SAICA Enterprise Development, an entity within SAICA’s (the South African Institute of Chartered Accountants) Nation Building division, has a practical view on funding and related topics. It starts with knowledge and skills development.

"In short, we believe that creating financially savvy entrepreneurs will help businesses to grow sustainably, access funding and ultimately employ more people," says Annie McWalter, CEO of the entity.

"The problem is not so much the availability of funds from financial institutions and others that support SMMEs, but rather the financing gap. Entrepreneurs often lack the knowledge and financial skills to raise and manage funding, while many cannot afford accounting services," comments McWalter.

This is often also linked to a lack experience of working with other small and larger businesses. The launch earlier this year of the Business Leadership SA (BLSA) portal illustrates the importance of working together to create solutions for entrepreneurs. Via this trading portal, the supply chain opportunities of large South African corporations become more accessible to entrepreneurs.

"As BLSA Connect we believe that a robust, inclusive and innovative economy is dependent on a growing SMME sector," they say, while also stressing that the initiative is aimed at creating market opportunities for black-owned SMMEs through networking with large firms.

Not working in isolation

Yet, the urgent problems experienced by SMMEs accessing finance remain skills development and mentoring. McWalter explains: "In fact, 67% of small businesses closed in 2016 due to lack of financial management. SMMEs often don’t have proper financial records. Their owners don’t have the skills, and often don’t separate their personal and business finance."

McWalter uses an example: "A key platform for an SMME to access funding is FINFIND, but they would need to be compliant and prove compliance. They have to have their financial accounting in order, and be up to date with SARS and CIPC requirements." This is a bridge too far for many, even despite the fact that there are free resources available, "such as the DTI website that provides a funding guide for business start-ups."

SAICA Enterprise Development therefore runs programmes to assist black entrepreneurs to gain financial excellence and ultimately be able to apply for funding.

"We measure our impact in terms of new business clients they attract; their increase in turnover and net profit, and increase in the number of new jobs they create. We aim at businesses who are struggling with this aspect of financial management and financial records, and sponsor them to get to a place where they can afford accounting services."
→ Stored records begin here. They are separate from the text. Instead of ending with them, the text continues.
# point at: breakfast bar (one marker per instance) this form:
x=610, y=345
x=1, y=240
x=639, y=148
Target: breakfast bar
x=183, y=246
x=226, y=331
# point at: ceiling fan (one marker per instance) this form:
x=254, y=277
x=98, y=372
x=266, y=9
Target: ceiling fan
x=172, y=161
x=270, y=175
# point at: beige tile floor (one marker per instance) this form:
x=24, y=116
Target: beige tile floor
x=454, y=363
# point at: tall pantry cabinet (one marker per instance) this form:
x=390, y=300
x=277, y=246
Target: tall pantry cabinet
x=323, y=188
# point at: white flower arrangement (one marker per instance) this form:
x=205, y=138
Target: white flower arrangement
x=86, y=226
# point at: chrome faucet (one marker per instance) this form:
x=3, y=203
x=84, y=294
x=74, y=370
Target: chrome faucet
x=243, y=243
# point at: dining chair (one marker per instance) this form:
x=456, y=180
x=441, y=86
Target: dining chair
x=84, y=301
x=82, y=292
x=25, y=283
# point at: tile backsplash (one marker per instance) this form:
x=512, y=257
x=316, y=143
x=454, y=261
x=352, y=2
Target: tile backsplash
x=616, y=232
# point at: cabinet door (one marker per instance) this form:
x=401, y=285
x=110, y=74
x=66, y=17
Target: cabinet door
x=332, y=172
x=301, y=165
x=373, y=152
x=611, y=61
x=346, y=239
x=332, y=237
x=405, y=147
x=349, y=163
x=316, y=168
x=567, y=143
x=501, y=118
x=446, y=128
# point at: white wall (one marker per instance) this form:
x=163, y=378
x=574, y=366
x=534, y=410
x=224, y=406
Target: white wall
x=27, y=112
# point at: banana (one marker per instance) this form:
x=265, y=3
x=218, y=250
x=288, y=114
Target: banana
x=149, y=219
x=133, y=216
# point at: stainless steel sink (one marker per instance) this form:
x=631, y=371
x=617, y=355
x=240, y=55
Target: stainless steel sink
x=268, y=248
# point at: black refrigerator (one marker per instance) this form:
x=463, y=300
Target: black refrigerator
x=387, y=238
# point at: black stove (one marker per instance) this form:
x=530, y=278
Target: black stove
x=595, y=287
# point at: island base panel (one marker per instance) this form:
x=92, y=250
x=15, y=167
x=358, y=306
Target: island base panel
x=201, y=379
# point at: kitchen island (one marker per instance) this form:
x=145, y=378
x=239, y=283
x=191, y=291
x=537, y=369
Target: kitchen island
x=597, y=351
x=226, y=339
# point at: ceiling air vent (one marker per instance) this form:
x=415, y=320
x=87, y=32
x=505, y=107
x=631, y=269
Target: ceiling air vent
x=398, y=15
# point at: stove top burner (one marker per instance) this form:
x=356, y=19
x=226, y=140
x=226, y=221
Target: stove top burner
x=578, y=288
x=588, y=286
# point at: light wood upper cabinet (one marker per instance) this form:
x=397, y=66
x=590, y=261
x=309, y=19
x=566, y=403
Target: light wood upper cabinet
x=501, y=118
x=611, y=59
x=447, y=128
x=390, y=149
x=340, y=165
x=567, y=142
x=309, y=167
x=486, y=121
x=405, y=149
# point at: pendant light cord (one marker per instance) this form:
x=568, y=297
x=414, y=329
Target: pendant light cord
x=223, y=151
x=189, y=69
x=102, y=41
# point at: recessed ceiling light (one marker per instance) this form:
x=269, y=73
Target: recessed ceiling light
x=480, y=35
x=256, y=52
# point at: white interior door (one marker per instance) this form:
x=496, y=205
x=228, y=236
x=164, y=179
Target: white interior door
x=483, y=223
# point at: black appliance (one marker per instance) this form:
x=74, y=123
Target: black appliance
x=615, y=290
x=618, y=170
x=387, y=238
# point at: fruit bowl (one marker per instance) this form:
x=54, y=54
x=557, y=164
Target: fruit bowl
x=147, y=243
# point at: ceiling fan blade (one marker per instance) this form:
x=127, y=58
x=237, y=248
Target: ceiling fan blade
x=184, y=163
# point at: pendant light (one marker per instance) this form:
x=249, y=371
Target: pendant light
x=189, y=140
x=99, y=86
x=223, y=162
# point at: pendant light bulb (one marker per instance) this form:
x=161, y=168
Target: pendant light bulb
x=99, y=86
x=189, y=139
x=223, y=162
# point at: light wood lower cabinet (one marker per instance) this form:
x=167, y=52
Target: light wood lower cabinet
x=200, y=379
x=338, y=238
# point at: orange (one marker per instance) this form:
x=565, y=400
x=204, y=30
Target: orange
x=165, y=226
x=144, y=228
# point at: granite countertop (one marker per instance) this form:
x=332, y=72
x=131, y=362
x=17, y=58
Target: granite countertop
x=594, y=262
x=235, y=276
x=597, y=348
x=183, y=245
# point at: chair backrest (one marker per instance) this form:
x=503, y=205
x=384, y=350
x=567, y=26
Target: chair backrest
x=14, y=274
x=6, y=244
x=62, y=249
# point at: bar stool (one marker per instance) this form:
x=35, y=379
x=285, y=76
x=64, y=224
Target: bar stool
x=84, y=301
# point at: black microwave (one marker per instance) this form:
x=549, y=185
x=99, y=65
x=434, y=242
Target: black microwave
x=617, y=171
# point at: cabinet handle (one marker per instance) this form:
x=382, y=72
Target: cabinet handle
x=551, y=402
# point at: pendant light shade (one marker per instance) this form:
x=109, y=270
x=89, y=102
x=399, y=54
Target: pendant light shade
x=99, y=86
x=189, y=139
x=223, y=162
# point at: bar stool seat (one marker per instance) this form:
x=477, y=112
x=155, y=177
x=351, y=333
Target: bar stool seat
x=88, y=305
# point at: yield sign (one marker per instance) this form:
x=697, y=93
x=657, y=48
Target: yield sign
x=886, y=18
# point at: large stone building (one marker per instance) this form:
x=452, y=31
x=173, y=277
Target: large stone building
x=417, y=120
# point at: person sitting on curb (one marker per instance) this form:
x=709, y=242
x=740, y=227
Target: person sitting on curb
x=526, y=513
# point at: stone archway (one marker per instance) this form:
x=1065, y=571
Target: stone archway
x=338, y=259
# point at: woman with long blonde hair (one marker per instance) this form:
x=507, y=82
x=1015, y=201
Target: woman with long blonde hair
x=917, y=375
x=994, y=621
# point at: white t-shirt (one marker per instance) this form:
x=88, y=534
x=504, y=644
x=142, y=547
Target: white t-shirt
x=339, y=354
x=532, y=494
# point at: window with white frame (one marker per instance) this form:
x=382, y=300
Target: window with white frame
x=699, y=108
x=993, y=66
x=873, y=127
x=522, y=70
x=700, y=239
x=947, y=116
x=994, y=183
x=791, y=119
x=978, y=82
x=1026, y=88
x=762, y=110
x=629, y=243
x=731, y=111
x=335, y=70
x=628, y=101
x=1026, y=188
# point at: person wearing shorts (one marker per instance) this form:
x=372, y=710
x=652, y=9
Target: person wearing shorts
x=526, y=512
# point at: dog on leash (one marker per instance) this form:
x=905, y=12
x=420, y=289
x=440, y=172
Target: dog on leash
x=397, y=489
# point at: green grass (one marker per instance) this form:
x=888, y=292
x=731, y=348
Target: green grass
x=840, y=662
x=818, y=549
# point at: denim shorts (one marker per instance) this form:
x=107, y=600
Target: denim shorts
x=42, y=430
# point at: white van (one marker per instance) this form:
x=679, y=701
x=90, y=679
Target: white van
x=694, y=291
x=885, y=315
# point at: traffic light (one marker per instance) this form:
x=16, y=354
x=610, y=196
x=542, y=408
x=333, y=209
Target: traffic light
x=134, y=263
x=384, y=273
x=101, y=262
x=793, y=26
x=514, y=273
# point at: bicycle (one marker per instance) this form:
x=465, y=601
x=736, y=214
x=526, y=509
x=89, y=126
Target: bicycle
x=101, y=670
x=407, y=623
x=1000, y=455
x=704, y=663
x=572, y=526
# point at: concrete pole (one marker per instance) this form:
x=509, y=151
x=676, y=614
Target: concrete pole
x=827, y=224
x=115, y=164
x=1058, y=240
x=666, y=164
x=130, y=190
McWalter stresses that they work with current businesses that have been operating for minimum of a year. Their aim to help entrepreneurs to go on other programmes to assist with other areas of the business. "We can plug in to other incubation programmes too," she adds.

Thus, SAICA Enterprise Development does not work in isolation and is geared towards specific acknowledged international aims. It forms part of SAICA’s responsible leadership thrust and contributes to the United Nation’s Sustainable Development Goals (SDGs). "In this, we directly contribute to Goal 8 (to promote inclusive and sustainable economic growth, and full and productive employment and decent work for all). We are also involved in financial education, which falls under Goal 4 (quality education and lifelong learning) and Goal 10 (to reduce inequality). We do this through partnering with the SAICA profession, which is Goal 17 (partnerships for goals)."

The younger generation is included in the SAICA mindset: part of its Nation Building initiative is the highly successful Thuthuka programme that focuses on training tomorrow’s decision-makers from a young age. It addresses the national demographic imbalances in the accounting profession of the past, while ensuring that those professionals who will support tomorrow’s entrepreneurs will also master the skills to run successful businesses – including how to access funding.